Desa Global Dan The New Normal
Dalam presentasi di Palladium Group Executive Briefing beberapa tahun lalu di Perth, Australia, yang juga saya hadiri, Yvonne Butler yang Principal di The Palladium Group Asia Pacific menyuguhkan sebuah pertanyaan baru di hadapan sejumlah petinggi perusahaan di Australia. Apakah definisi normal yang dikenal di dunia bisnis saat ini? Pemicu pertanyaan tersebut akibat perubahan sangat cepat puluhan ribu perusahaan besar dunia sejak kejatuhan Lehman Brothers beberapa tahun sebelumnya.
Haruskah definisi berubah untuk menyikapi perubahan cepat itu? Hampir semua peserta briefing sependapat, tanpa harus menunggu kejatuhan Lehman Brothers para eksekutif top sudah harus bergelut dengan perubahan yang terjadi setiap pekan di pasar, di dalam industri dan dunia usaha. Sehingga mereka sudah terbiasa beradaptasi. Bagi mereka, normal tetaplah normal.
Namun, inilah yang dimaksud oleh Yvonne Butler: hari ini perekonomian mikro (bisnis) menuntut lebih banyak transparansi (transparency), keterbukaan (disclosure), dan tingkat koordinasi yang lebih tinggi, serta sumber daya manusia di tingkat eksekutif yang lebih mumpuni. Dengan semakin lekatnya upaya digitalisasi ekonomi dan bisnis, konsekuensi tuntutan di atas adalah meningkatnya campur tangan tak langsung pemerintah di dunia usaha. Yakni, lewat kebijakan yang menyangkut dinamika perekonomian mikro yang akhirnya menjadi rutinitas sehari-hari.
Parlemen menjadi lebih sibuk mengevalusi kebijakan yang ada, lalu dalam kadar tertentu menyesuaikan dengan apa yang terjadi pada perekonomian. Misalnya, apakah sebuah perusahaan aplikasi ride sharing atau room sharing harus ada di bawah pengawasan kementrian transportasi atau pariwisata, atau bagaimana?
Sebagian argumentasi sudah berakhir dengan ketok palu kebijakan baru yang lebih kekinian. Inilah pertanda yang ditampilkan oleh the new normal. Sebuah gambaran global village, desa global, yang membawa paradoks dalam dirinya sendiri.
Mari kita elaborasi.

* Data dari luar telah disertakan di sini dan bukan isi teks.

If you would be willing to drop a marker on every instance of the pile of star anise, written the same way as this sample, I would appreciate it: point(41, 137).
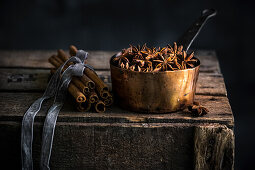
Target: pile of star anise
point(144, 59)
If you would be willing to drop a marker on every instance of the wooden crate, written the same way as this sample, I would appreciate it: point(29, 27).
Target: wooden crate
point(116, 139)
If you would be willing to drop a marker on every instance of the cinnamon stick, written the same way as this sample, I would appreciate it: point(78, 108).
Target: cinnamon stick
point(101, 87)
point(72, 50)
point(62, 55)
point(80, 85)
point(84, 82)
point(73, 90)
point(88, 82)
point(100, 106)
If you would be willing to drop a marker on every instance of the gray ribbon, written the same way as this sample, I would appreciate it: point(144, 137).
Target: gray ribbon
point(57, 87)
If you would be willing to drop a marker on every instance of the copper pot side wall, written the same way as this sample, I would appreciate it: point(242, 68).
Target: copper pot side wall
point(158, 92)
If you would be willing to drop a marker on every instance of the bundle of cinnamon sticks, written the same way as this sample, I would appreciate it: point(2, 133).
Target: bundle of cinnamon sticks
point(89, 91)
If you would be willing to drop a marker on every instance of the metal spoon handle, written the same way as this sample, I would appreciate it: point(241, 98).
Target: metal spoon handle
point(190, 35)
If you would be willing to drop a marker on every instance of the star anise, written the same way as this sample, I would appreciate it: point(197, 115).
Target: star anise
point(197, 110)
point(142, 58)
point(189, 61)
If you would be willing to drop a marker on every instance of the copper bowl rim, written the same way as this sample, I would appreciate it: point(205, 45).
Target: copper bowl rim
point(159, 72)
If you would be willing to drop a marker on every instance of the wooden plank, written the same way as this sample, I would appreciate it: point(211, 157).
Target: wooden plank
point(113, 145)
point(36, 80)
point(13, 106)
point(213, 148)
point(98, 59)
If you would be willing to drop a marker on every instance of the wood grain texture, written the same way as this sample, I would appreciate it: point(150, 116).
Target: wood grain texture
point(213, 148)
point(116, 139)
point(37, 79)
point(13, 106)
point(110, 145)
point(98, 59)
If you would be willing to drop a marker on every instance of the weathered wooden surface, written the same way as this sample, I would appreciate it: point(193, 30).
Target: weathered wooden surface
point(213, 148)
point(117, 139)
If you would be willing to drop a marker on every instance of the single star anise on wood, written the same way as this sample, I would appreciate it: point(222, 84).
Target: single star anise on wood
point(197, 110)
point(164, 63)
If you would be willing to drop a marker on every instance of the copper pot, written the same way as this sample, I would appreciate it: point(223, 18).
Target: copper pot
point(154, 92)
point(159, 92)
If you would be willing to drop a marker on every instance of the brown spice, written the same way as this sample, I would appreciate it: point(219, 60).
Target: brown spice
point(155, 59)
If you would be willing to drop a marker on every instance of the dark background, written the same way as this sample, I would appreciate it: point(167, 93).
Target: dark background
point(112, 25)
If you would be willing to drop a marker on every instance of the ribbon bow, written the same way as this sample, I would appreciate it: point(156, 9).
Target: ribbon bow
point(56, 88)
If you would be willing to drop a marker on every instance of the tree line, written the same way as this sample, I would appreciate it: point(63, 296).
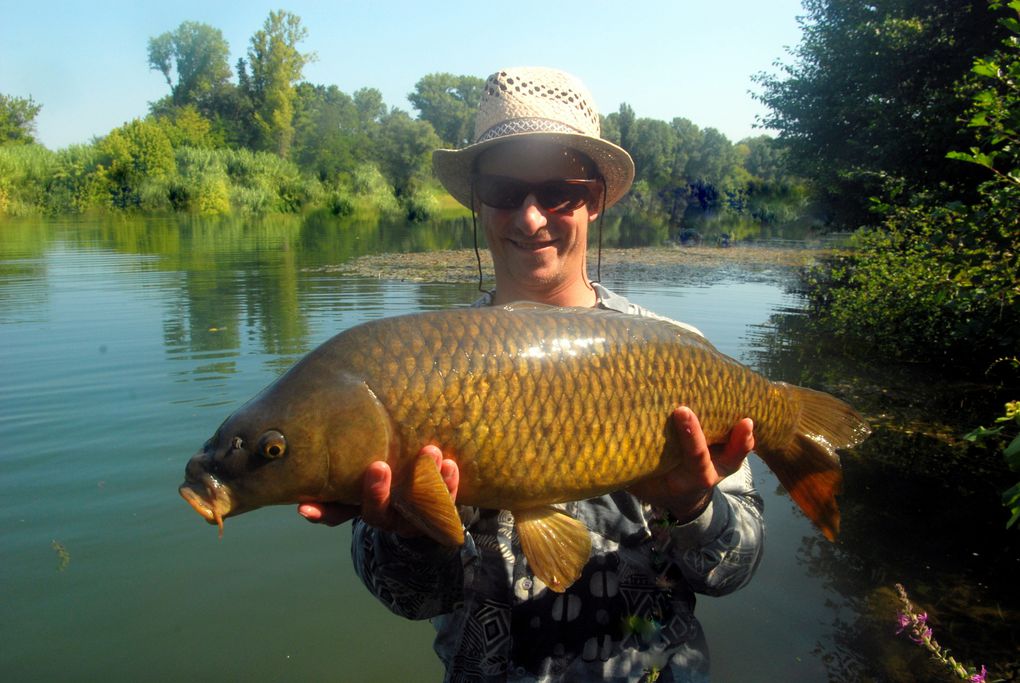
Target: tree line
point(259, 138)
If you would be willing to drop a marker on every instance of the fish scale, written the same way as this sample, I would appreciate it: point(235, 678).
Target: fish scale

Sekitar dua dekade lalu istilah Economy diberi adik kandung yang bernama The New Economy oleh Paul Ormerod. Wacana ini mengundang bahan olok-olok di berbagai belahan dunia, terutama di Amerika Utara dan Eropa Barat. Masalahnya, tak ada yang terlalu signifikan yang bisa dianggap baru dalam New Economy selain penekanannya pada ketidakpastian atau uncertainty sebagai rutinitas baru bagi para pengambil kebijakan. Sama seperti wacana the new normal-nya Yvonne Butler, insignificant menjadi isu utama. Namun apakah benar demikian?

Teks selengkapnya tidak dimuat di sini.